自動車事故は正面衝突や後ろからの追突を想定し、横からぶつけられることを想定していない日本では、車のドアの装甲が極めて軟弱です。一方、北米では、かなり厚い鉄板がドアに入っており、たとえドアが壊れても中の人が助かるようになっています。実際、アメリカで横から突っ込まれた事故に遭った時、この鉄板のおかげで命拾いしました。日本だったら、きっと死んでいたでしょう。

想定外のことが起きたら、責任を取らない。これは安全管理者としては最低です。安全管理者の資格など、まったくありません。単なる自己保身以外の何ものでもありません。そしてそれが、今の日本の企業の姿勢であり、政治家の姿勢でもあります。想定外のことが起きたら、もうお手上げ。自民党古賀誠選挙対策委員長東国原知事に総選挙出馬を要請した時、シナリオどおりにならずに条件をつきつけられたら、返す言葉もなかった。これなんか、その最たるものですよね。(自民党の最高責任者である) 麻生さんは、もう言うまでもないでしょうけど。

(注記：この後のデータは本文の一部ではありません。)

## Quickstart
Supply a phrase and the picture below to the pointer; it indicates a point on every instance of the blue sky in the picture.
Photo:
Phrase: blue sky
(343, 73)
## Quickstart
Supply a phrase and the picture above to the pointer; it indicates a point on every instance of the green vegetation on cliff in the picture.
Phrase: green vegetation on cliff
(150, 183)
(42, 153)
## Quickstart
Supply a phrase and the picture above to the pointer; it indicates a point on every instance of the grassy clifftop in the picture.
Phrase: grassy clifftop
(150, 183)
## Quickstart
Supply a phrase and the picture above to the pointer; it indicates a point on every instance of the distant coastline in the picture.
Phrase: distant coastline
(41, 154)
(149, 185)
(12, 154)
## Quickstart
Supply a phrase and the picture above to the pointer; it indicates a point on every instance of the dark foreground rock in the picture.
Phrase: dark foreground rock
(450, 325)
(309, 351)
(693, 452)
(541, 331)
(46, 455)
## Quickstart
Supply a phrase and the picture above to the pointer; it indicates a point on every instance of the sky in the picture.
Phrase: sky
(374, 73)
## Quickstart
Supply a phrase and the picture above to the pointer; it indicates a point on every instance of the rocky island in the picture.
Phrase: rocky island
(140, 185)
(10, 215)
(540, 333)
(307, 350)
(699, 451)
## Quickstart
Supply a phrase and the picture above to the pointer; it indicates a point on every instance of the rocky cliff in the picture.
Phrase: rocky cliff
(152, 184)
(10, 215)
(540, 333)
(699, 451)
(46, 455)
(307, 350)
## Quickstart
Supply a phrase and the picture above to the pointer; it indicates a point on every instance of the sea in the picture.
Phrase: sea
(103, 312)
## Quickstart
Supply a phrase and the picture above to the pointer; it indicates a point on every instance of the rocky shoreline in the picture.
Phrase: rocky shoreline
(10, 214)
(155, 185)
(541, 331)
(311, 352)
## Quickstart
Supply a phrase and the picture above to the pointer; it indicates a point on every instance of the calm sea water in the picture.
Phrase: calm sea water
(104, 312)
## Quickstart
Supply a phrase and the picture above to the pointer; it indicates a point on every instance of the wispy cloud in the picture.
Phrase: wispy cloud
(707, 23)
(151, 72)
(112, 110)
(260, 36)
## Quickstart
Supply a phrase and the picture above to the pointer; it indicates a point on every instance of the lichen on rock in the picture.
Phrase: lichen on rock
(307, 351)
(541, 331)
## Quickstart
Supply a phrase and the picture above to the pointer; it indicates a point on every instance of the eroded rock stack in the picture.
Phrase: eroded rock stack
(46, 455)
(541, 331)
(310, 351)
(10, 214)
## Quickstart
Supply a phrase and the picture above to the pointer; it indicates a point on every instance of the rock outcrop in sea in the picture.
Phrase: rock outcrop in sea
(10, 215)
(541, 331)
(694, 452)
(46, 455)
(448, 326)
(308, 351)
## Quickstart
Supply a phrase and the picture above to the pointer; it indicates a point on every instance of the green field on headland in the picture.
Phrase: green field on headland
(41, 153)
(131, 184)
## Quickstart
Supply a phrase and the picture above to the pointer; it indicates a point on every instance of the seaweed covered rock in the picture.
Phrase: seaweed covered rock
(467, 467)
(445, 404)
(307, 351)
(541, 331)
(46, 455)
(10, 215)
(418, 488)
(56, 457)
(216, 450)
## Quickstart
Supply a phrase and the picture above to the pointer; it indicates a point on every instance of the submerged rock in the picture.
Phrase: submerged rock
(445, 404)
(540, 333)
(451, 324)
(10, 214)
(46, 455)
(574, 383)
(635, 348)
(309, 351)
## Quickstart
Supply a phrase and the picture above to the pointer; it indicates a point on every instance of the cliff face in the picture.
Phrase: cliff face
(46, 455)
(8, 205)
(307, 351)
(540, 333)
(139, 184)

いずれにしても、どうして「想定外」のことが起きたら、それに対して責任者が「責任なんてない」と平気で言っちゃうんでしょうか。どうしてそんな人が、偉そうな責任者になんて選ばれるんでしょうか。人間を信用しすぎている、なんてきれいごとでは済まされません。単に認識が甘いだけの話。

欧米では、想定外のことが起きることを前提にして、様々な安全対策が取られているし、それももう何十年も前から当たり前のこととして浸透しています。どうして日本では、今になってもそれが分からないんでしょうか。それは、そういうことを知らないのではなくて、やりたくないからでしょう。余計なお金がかかるし、何かあったら責任を取らされるなんて真っ平ごめんだから、やらないだけ。それが、山崎社長の「常識」であり「正義」の主張なんです。

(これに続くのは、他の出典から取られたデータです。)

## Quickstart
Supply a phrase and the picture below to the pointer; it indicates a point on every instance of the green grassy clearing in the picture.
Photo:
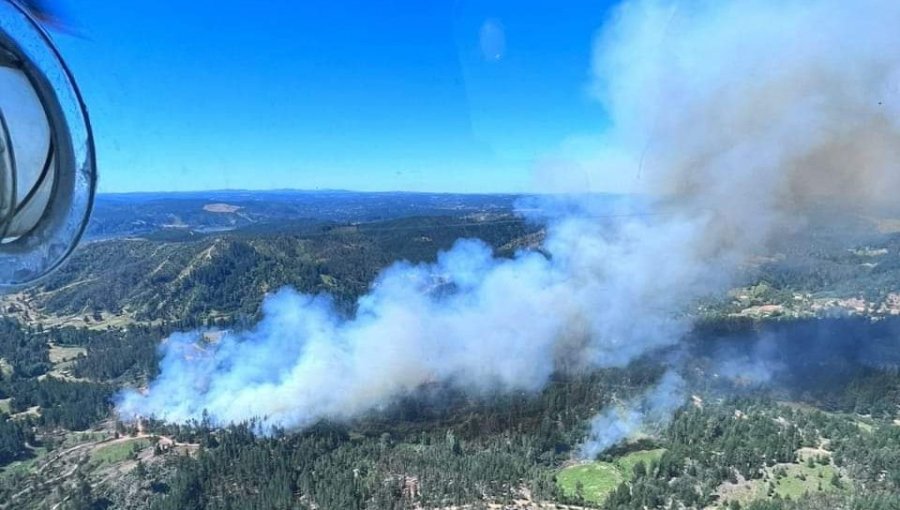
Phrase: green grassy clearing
(110, 454)
(600, 478)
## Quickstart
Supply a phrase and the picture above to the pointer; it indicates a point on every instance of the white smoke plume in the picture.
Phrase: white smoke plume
(646, 414)
(736, 115)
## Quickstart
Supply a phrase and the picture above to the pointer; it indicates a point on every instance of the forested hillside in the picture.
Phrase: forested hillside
(803, 415)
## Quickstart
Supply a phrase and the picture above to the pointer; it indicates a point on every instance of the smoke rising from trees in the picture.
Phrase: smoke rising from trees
(737, 116)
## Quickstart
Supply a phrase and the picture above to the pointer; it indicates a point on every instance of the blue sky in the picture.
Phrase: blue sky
(434, 95)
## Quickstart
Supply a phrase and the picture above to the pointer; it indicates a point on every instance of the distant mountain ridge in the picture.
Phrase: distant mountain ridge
(136, 214)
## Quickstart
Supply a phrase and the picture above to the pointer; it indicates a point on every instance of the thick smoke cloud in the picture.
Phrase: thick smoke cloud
(736, 115)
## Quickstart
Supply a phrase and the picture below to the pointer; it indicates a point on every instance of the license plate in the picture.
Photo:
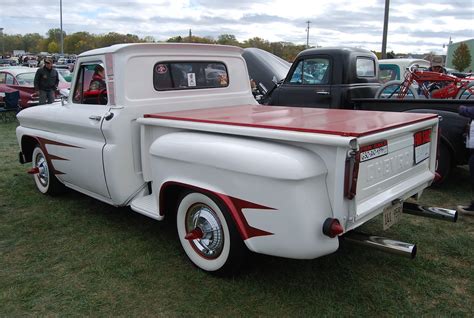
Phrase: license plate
(422, 152)
(392, 215)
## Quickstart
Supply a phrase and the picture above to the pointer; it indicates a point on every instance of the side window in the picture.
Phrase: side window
(296, 77)
(311, 71)
(365, 67)
(189, 75)
(90, 87)
(9, 79)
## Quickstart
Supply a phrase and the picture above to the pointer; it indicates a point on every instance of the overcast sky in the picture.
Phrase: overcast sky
(414, 26)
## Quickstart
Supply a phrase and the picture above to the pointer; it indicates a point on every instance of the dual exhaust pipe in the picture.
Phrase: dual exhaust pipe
(397, 247)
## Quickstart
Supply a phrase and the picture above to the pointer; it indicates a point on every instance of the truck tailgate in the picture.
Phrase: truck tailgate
(394, 154)
(392, 166)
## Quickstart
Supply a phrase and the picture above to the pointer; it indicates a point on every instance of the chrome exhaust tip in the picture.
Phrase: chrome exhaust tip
(430, 212)
(382, 244)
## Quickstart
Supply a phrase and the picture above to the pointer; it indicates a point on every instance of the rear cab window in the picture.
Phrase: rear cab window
(90, 86)
(365, 67)
(175, 75)
(311, 71)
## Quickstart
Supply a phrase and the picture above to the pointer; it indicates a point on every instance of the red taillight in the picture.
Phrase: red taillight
(34, 170)
(332, 227)
(422, 137)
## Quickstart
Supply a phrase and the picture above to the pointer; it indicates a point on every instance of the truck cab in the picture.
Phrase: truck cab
(328, 78)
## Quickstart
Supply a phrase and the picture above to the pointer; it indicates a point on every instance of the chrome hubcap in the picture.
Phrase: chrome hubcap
(211, 242)
(43, 169)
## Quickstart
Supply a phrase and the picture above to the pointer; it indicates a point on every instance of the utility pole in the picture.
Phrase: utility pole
(307, 34)
(3, 43)
(385, 28)
(61, 24)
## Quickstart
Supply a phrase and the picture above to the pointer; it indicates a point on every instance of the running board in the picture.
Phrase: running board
(146, 205)
(381, 243)
(430, 212)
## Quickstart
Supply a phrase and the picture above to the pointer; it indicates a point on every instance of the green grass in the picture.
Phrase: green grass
(74, 256)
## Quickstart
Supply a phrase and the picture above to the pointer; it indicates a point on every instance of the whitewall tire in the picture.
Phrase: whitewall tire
(216, 246)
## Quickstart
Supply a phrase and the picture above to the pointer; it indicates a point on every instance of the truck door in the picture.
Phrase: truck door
(80, 140)
(307, 84)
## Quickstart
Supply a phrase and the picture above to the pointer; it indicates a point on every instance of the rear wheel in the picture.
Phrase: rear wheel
(392, 89)
(208, 234)
(466, 93)
(46, 181)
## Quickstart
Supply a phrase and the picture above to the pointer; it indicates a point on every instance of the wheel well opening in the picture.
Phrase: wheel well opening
(169, 197)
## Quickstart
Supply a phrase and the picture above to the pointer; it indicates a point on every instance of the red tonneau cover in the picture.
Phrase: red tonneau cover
(355, 123)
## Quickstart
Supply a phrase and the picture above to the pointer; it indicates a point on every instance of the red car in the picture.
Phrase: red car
(22, 79)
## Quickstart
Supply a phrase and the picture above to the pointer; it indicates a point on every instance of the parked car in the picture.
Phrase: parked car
(22, 79)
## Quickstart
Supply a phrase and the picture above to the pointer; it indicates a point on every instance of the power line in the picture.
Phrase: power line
(307, 34)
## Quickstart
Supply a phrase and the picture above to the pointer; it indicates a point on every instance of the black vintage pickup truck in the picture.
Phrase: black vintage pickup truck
(348, 78)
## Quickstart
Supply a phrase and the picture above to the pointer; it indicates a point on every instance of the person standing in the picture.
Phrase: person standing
(469, 113)
(46, 82)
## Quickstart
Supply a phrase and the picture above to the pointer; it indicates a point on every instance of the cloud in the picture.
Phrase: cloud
(416, 27)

こんな人たちが運営する JR のために亡くなった方たちや怪我をされた方たちは、いったいどんな気持ちでこの言い訳を聞いているんでしょうか。本当にお気の毒です。どうか神戸地検には頑張ってもらい、この裁判自体も裁判員によって裁いてもらいたいものです。見せしめの意味をこめて、厳しい判決を下すべきではないでしょうか。それで今後、こうした「安全管理の怠慢」による事故が減るのであれば、少しは亡くなられた方たちのためにもなると思います。

そうまでしないと何も変わる見込みのない今の現状を作り出した政治家にも、この裁判はしっかり見てもらいたいものです。今でまだ、人としての心があれば、の話ですが。